This assignment is due Wednesday, November 4 at 11PM.
Goals
Through this assignment you will:
- Explore the role of features in implementing linguistic constraints.
- Identify some of the challenges in building compact constraints to define a precise grammar.
- Gain some further familiarity with NLTK.
- Apply feature-based grammars to perform grammar checking.
Background
Please review the class slides and readings in the textbook on feature-based grammars and parsing. Also, review Chapter 9 of the NLTK book for additional detail on feature structures and feature-based parsing in NLTK. A discussion of aspect, relevant to the last few test sentences can be found in J&M 17.4.2
NOTE: The NLTK book contains a discussion of HPSG-style handling of subcategorization. However, this framework is *NOT* implemented in NLTK as it stands. An analogous list structure using [FIRST=?a,REST=?b] pseudo-lists can achieve the same effect, but this should be considered an extra-credit option to be explored if you have spare time. It is not required for this assignment.

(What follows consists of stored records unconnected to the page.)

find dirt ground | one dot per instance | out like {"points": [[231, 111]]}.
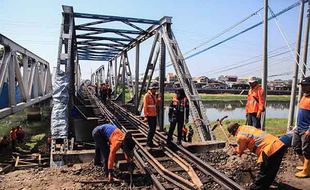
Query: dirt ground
{"points": [[241, 169]]}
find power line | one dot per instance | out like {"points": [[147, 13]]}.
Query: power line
{"points": [[243, 31]]}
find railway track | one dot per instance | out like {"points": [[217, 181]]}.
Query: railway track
{"points": [[169, 167]]}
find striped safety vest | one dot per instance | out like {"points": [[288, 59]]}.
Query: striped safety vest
{"points": [[257, 141]]}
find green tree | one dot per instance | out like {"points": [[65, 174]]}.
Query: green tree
{"points": [[1, 52]]}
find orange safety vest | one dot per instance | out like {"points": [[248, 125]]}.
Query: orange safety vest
{"points": [[115, 143], [257, 141], [256, 101], [13, 134], [150, 102], [184, 129], [175, 102]]}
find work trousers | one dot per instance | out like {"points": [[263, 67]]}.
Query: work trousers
{"points": [[300, 145], [180, 123], [101, 152], [252, 120], [268, 170], [151, 120]]}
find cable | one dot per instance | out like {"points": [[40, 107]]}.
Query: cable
{"points": [[245, 61], [289, 47], [224, 31], [250, 28]]}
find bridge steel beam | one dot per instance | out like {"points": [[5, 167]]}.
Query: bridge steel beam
{"points": [[24, 72], [91, 39]]}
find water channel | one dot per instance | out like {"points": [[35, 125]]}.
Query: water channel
{"points": [[215, 110], [236, 110]]}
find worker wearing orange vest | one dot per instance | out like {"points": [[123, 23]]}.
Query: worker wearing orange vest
{"points": [[269, 149], [178, 114], [109, 139], [13, 138], [255, 104], [150, 102], [301, 136]]}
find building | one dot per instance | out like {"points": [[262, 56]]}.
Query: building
{"points": [[171, 78], [201, 80]]}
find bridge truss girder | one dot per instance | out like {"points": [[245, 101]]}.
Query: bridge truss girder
{"points": [[89, 41], [20, 67]]}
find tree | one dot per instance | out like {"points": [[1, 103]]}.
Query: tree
{"points": [[1, 52]]}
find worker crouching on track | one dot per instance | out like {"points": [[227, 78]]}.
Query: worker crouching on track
{"points": [[255, 104], [301, 136], [109, 139], [269, 149], [178, 114], [150, 102]]}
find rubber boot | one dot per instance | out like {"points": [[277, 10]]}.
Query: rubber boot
{"points": [[306, 171], [302, 159]]}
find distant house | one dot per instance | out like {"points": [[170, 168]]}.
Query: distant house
{"points": [[172, 78], [279, 84], [230, 80], [202, 80]]}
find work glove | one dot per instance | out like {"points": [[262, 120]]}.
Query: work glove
{"points": [[110, 176], [307, 136], [131, 167]]}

Building a Feature-based Grammar
Based on the materials above, create a set of context-free grammar rules augmented with features in the NLTK .fcfg format that are adequate to analyze a small set of English natural language sentences. Sample grammars may be found in the NLTK Book Chapter 9 text, in the mini example file referenced below, and in some of the NLTK grammars under /corpora/nltk/nltk-data/grammars. The grammar should be loadable with nltk.data.load().
Your grammar should be able to parse all well-formed sentences in the provided test sentence file and reject all ill-formed sentences in the list. Your grammar should use rules and features that are linguistically motivated (e.g. phrase structures that we've seen; features based on things like gender, number, animacy, aspect, etc). One way of thinking about this: while you will be evaluated on the set of judgments in sentences_key.txt (see below), your grammar should have broader coverage than that.
Parsing
Create a program to parse the example sentences based on your grammar and analyze the results. Specifically, your program should:
- Load your grammar.
- Load the test sentences.
- For each sentence, you program should output to a file:
- Use nltk.parse.FeatureEarleyChartParser (or your own or similar available feature-based parser) to parse the sentence.

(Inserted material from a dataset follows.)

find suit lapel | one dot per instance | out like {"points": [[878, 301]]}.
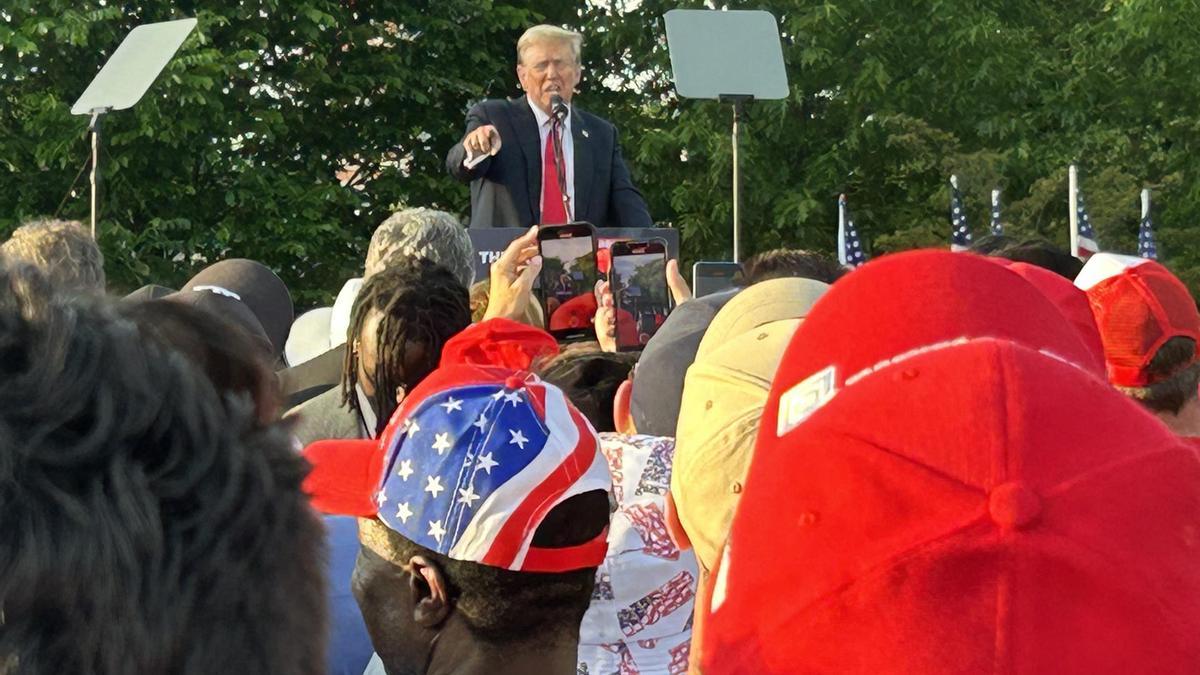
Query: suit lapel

- If the sentence is grammatical and parses, print a single output parse on a single line. You may use the nltk.Tree._pformat_flat function to get single-line output.

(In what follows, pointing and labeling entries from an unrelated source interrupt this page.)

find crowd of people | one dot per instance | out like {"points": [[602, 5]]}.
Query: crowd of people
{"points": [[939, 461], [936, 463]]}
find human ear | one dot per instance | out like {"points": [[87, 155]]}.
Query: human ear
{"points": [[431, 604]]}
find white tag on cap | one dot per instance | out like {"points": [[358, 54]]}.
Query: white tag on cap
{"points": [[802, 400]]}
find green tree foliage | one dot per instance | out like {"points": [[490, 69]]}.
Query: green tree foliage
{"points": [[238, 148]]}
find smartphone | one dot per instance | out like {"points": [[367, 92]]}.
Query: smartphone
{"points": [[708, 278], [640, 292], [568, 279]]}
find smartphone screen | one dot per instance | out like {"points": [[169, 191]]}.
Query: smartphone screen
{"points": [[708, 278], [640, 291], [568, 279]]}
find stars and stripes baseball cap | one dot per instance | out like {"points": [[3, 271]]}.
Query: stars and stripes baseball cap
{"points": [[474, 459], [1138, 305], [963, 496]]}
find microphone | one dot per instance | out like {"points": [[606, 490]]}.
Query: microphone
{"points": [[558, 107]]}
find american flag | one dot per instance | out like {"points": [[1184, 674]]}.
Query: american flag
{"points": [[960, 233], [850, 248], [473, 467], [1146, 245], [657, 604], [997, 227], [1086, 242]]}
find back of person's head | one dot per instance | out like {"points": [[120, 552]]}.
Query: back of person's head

- If the sentence is not grammatical and fails to parse, print a single blank line as output.
Note: If the sentence is ambiguous, you only need to print a single parse.
Programming
Create a program called hw5_parser.sh which performs the feature parsing grammar check described above invoked as:
hw5_parser.sh <input_grammar_filename> <input_sentence_filename> <output_filename> where,
- <input_grammar_filename> is the name of the file holding the feature-based grammar that you created to implement the necessary grammatical constraints.
- <input_sentence_filename> is the name of the file holding the sentences to test for grammaticality and parse.
- <output_filename> is the name of the file to write the results of your grammaticality parsing test.
Files
Please adhere to the naming conventions below:
Example and Test Data Files
All data and example files may be found in /dropbox/20-21/571/hw5/.
- sentences.txt: Test set of basic sentences to analyze.
- sentences_key.txt: Same set of sentences, but marked for acceptability. “*” indicates unacceptability.
- example_grammar.fcfg: Toy grammar file in NLTK format with features.
- example_sentences.txt: Sentence file to be checked with the example grammar.
- example_sentences_key.txt: Same set of example sentences, but marked for acceptability. “*” indicates unacceptability.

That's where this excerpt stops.